Minerals are inorganic elements that originate in the earth and cannot be made in the body. They play important roles in various bodily functions and are necessary to sustain life and maintain optimal health, and thus are essential nutrients.

Friday, July 25, 2014

Manganese contributes to the formation of collagen

Manganese is necessary for formal collagen formation.  The word collagen comes from the Greek term kola, which means glue. This is because collagen is like the glue that keeps the skin together.

More than one-third of collagen is made up of the amino acid glycine, another third is proline and small proportion consists of lysine and other amino acids.

Manganese is required for the activation of prolidase, an enzyme that functions to provide the amino acid proline for collagen formation in human skin cells.

Manganese also stimulates the production of important compounds in the collagen matrix that provides a framework for the mineralization process.

Glycosaminoglycan synthesis, which requires manganese-activated glycosyltransferases, may play an important role in wound healing. Glycosyltransferases is the enzymes that add sugars to protein in the formation of collagen.

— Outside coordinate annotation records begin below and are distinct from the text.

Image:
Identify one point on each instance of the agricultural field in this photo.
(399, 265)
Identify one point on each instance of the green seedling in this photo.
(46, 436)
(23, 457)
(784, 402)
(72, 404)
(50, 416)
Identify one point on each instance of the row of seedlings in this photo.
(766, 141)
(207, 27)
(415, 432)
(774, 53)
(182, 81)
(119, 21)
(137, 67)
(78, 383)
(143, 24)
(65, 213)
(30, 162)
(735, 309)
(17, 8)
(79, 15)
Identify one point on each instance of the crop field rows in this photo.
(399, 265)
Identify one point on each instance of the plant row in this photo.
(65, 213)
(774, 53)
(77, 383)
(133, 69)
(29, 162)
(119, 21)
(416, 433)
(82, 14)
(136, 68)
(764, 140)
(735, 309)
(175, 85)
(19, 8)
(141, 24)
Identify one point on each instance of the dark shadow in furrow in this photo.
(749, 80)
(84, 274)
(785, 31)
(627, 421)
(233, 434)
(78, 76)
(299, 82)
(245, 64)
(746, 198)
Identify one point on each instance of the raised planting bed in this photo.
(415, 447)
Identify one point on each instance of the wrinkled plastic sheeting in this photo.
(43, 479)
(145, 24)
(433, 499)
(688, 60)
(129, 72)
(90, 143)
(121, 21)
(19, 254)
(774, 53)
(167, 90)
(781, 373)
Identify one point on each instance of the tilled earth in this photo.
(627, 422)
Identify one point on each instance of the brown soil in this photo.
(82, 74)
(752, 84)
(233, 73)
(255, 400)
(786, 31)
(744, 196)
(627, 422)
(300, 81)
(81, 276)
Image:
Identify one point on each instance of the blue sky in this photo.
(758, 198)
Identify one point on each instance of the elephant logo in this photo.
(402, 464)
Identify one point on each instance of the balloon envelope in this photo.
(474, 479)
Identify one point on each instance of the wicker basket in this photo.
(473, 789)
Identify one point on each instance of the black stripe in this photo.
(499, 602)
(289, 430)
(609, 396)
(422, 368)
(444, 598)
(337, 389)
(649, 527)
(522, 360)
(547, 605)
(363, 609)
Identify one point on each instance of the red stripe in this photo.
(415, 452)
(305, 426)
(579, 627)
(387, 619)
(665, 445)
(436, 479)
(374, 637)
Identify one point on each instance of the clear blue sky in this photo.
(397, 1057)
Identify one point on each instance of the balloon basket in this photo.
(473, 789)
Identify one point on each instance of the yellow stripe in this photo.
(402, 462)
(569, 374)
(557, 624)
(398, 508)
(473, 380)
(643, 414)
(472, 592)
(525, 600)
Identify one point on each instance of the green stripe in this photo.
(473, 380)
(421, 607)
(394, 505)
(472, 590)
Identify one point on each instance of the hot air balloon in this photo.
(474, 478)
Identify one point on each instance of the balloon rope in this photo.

Animal studies have found that manganese is involved in making chondroitin, a part of articular cartilage and a common supplement for arthritis relief.  Deficiencies of manganese have caused a disorder of cartilage metabolism in farm animals.

Cartilage is composed of specialized cells called chondrocytes that produce a large amount of extracellular matrix composed of collagen fibers, abundant ground substance rich in proteoglycan, and elastin fibers.